A senior advocate appointed as the special public prosecutor in the Rakbar Khan lynching case on Tuesday claimed that the Rajasthan government was not interested in contesting the case.

Khan, a resident of Haryana, was attacked by a mob on suspicion of cow smuggling in Rajasthan in 2018. He died of his injuries while in police custody.

Mohan Singh, an assistant sub-inspector, had at the time admitted that there had been a delay in taking Khan to hospital. He was suspended and three other personnel were transferred.
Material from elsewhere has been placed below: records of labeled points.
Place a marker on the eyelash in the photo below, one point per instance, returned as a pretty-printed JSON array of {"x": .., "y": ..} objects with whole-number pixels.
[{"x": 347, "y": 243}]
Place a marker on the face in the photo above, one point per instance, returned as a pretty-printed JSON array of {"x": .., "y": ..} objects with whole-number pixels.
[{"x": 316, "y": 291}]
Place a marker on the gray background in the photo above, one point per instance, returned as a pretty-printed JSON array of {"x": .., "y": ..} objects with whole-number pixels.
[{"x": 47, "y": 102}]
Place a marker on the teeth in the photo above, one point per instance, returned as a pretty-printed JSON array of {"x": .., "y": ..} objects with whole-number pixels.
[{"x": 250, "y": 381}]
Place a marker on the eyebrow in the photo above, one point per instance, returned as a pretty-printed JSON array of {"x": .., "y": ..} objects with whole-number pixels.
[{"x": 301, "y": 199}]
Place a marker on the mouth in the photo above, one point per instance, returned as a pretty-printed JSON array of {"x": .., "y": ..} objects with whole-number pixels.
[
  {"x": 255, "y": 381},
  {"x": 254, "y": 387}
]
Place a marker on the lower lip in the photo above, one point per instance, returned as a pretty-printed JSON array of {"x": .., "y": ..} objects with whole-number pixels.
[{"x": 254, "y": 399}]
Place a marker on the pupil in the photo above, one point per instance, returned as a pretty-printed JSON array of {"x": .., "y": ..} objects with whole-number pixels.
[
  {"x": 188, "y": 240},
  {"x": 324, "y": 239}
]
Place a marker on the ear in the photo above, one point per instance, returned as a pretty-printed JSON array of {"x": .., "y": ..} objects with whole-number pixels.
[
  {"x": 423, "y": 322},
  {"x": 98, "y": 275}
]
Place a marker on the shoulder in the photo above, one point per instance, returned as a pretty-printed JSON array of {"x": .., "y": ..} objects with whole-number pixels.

Nasir Ali Naqvi, the special public prosecutor in the case, said in a letter to the Alwar superintendent of police that his fee and conveyance bills have been pending for a long time. He said that he was not paid his fee despite repeated requests, The Indian Express reported.

Naqvi said that the prosecution’s arguments in the trial have concluded and that the case is now at its fag end. He said that it would not be possible for him to travel to Alwar to pursue his pending bills once the case is over.

“I also reveal that the government is not interested to contest the case,” he said in the letter, which was also marked to the Alwar collector and state officials. “In such eventuality, I am not able to appear in the case in future.”

Naqvi told Scroll that the administration did not appoint any responsible officer to remain in contact with him in connection with the case. However, he added that after he sent the letter, the district administration reached out to him and said it will look into the matter.

Naqvi was appointed as the special public prosecutor in 2021 after Rakbar Khan’s 73-year-old mother Habiban and Aslam Khan, a key witness in the case, had told Alwar’s District and Sessions court that the presiding officer in the case was in favour of the accused. “The accused tell us that they have ‘managed’ the presiding officer and now the judgement will be in their favour,” the application had alleged, according to The Indian Express.